The router device that I'm currently working on has some goofy failover system where it has two roofs filesystems (UBI) on it's NAND flash.

A special partition has a "upgrade-in-progress" bit that gets set and I need to flip it back to 0x0 after a successful system bootup. If I don't, the bootcmd program in u-boot detects the bit, assumes an upgrade/installation failure, and fails back to the old/previous rootfs.

Currently, this only affects factory installations installed from the OEM web UI upgrade tool, but I might like to make sysupgraded installations use it. I am not sure yet if I want to bother supporting it.

Thus, this needs to happen only once after the system has been upgraded/installed by a factory installation, and optionally a sysupgrade installation.

So my questions are:

1.) Is there a way to determine if the current boot was from a factory install vs sysupgrade?

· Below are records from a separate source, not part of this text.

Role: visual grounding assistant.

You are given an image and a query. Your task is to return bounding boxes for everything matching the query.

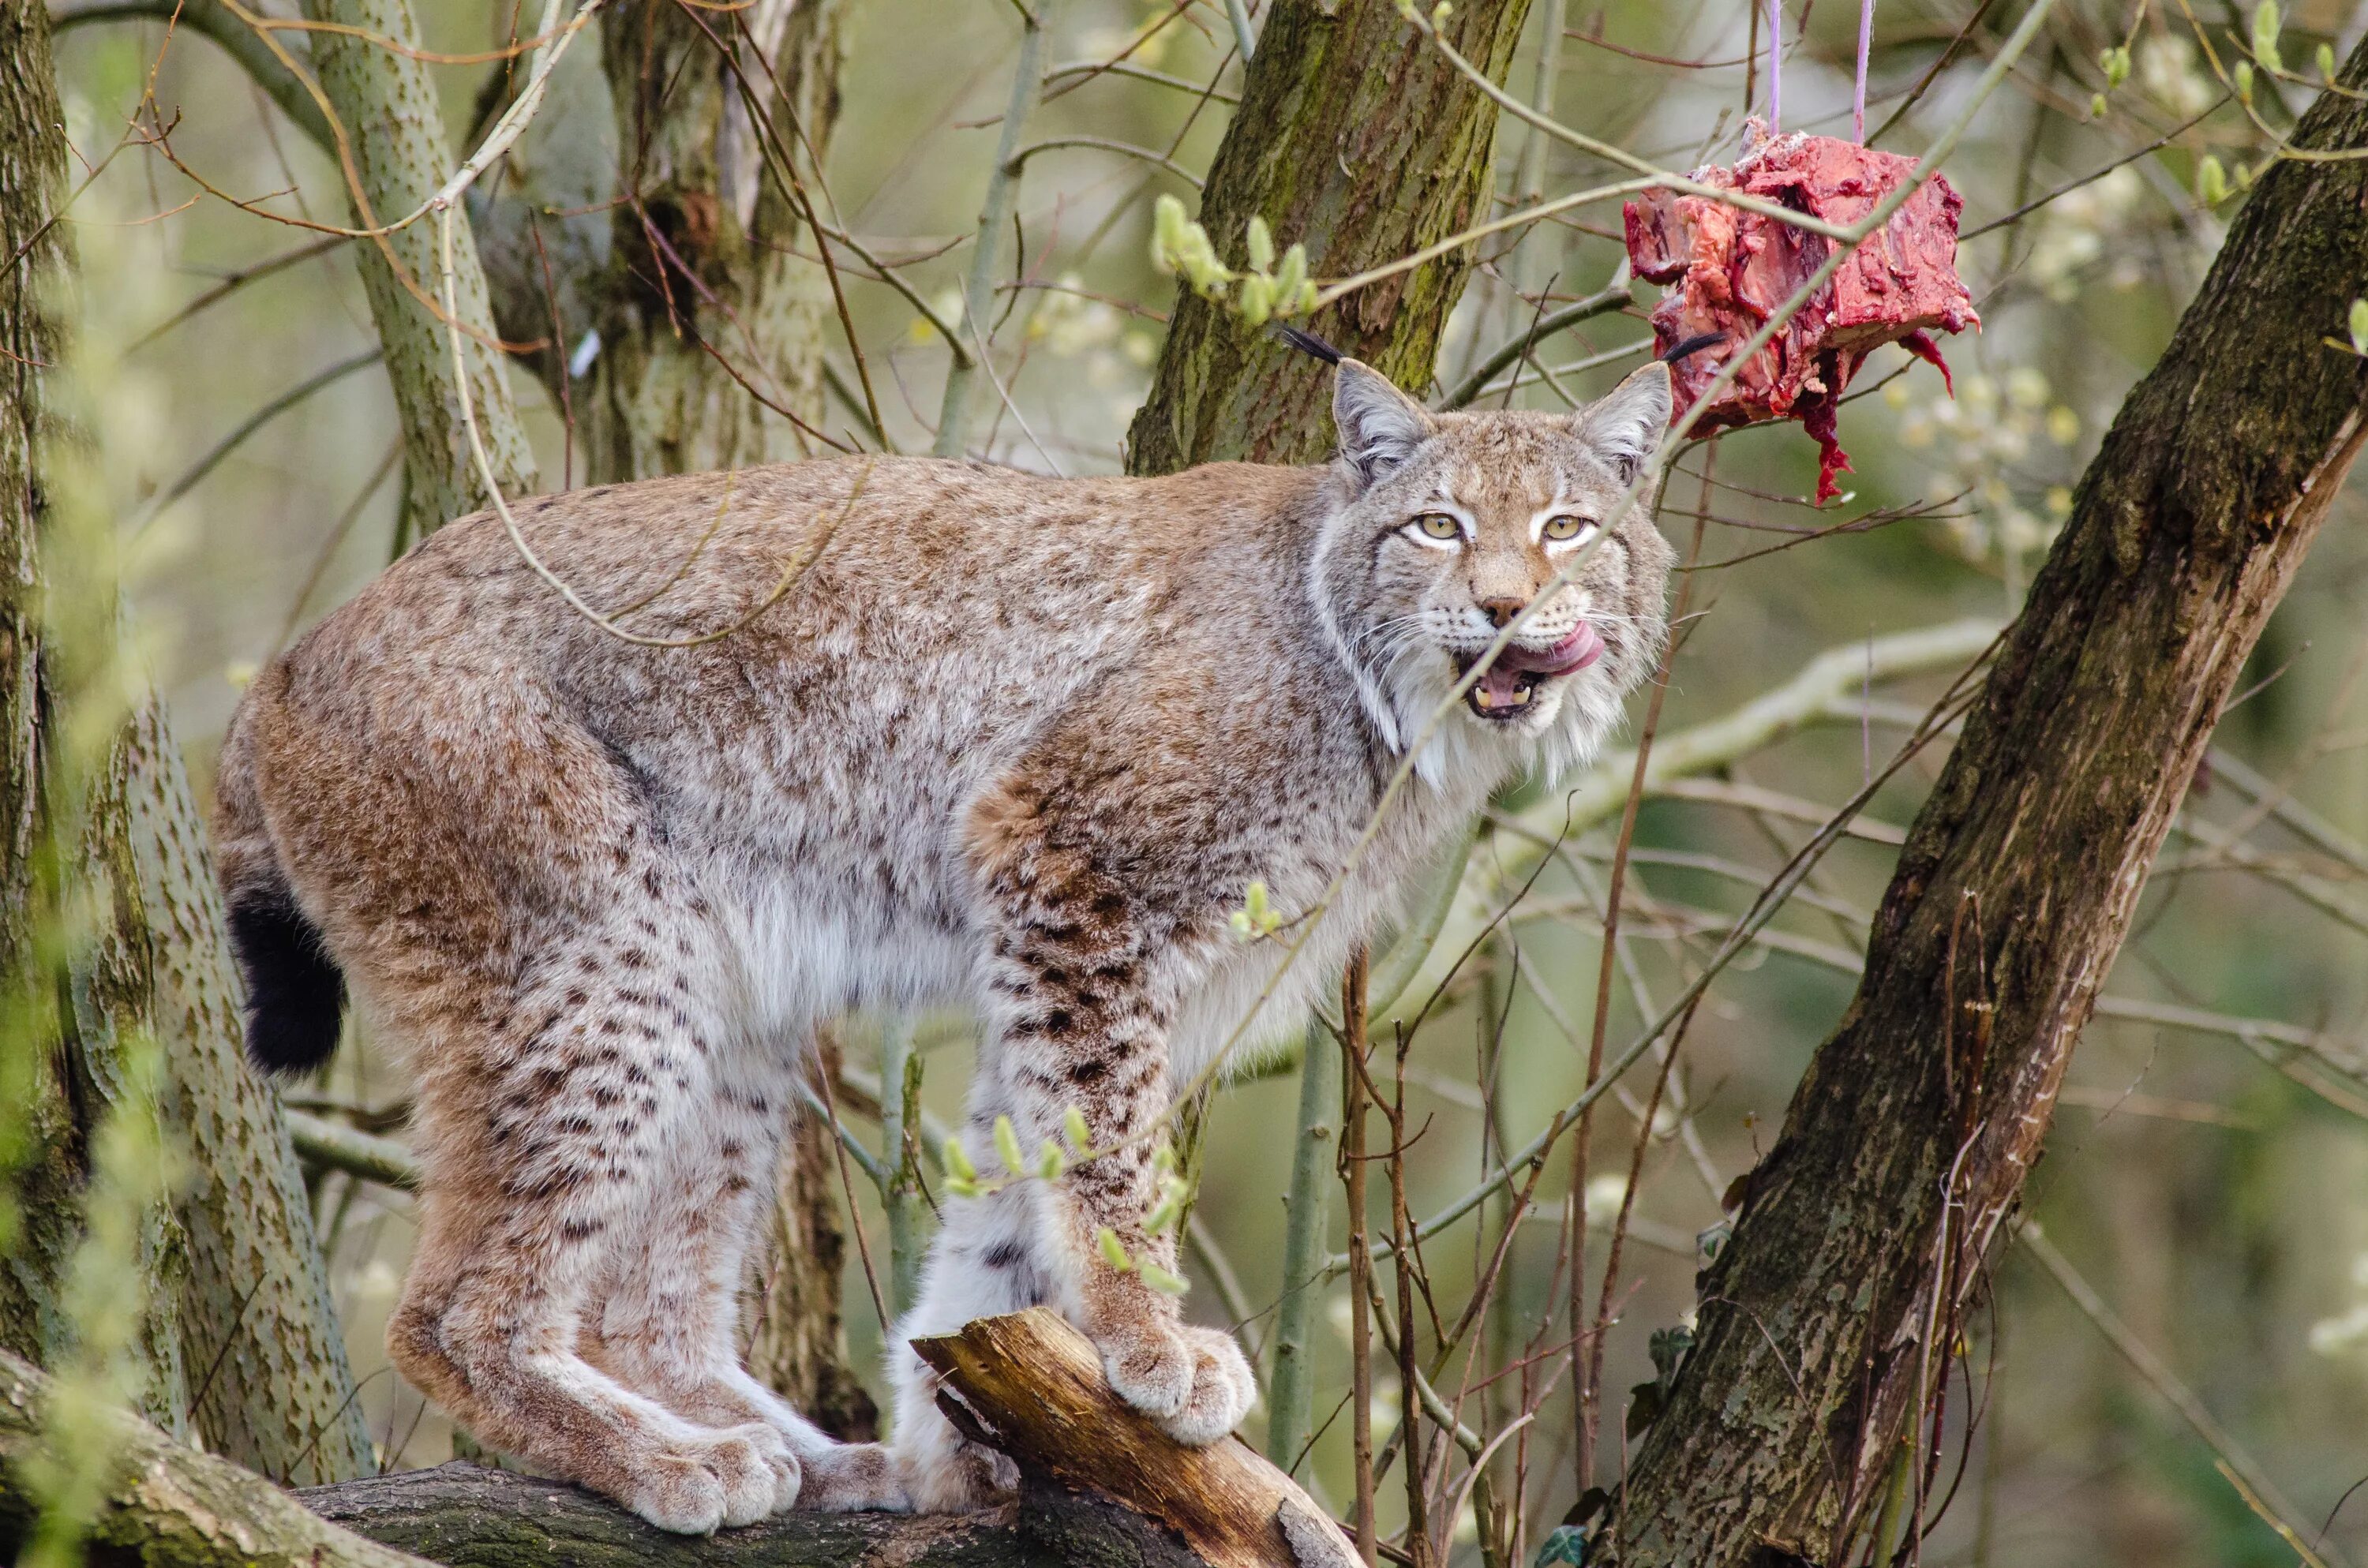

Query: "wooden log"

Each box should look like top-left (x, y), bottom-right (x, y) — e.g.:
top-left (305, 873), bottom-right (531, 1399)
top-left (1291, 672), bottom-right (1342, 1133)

top-left (0, 1350), bottom-right (426, 1568)
top-left (0, 1310), bottom-right (1351, 1568)
top-left (306, 1461), bottom-right (1208, 1568)
top-left (914, 1308), bottom-right (1359, 1568)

2.) Where is the appropriate place to do a run-once kind of thing? Like /etc/uci-defaults/ or sysupgrade's restore_config function. This would be an S99-like task; run at the very end of the boot process once we are sure the system has booted successfully.

Any examples anyone can point me to of anything similar before I re-invent something that might already exist?

If this had to run on every single boot, even non-upgrade boots, I could probably work with that by checking if the upgrade-in-progress bit is even set, but I figured I would ask if I could do a "run once after factory install" kind of thing first.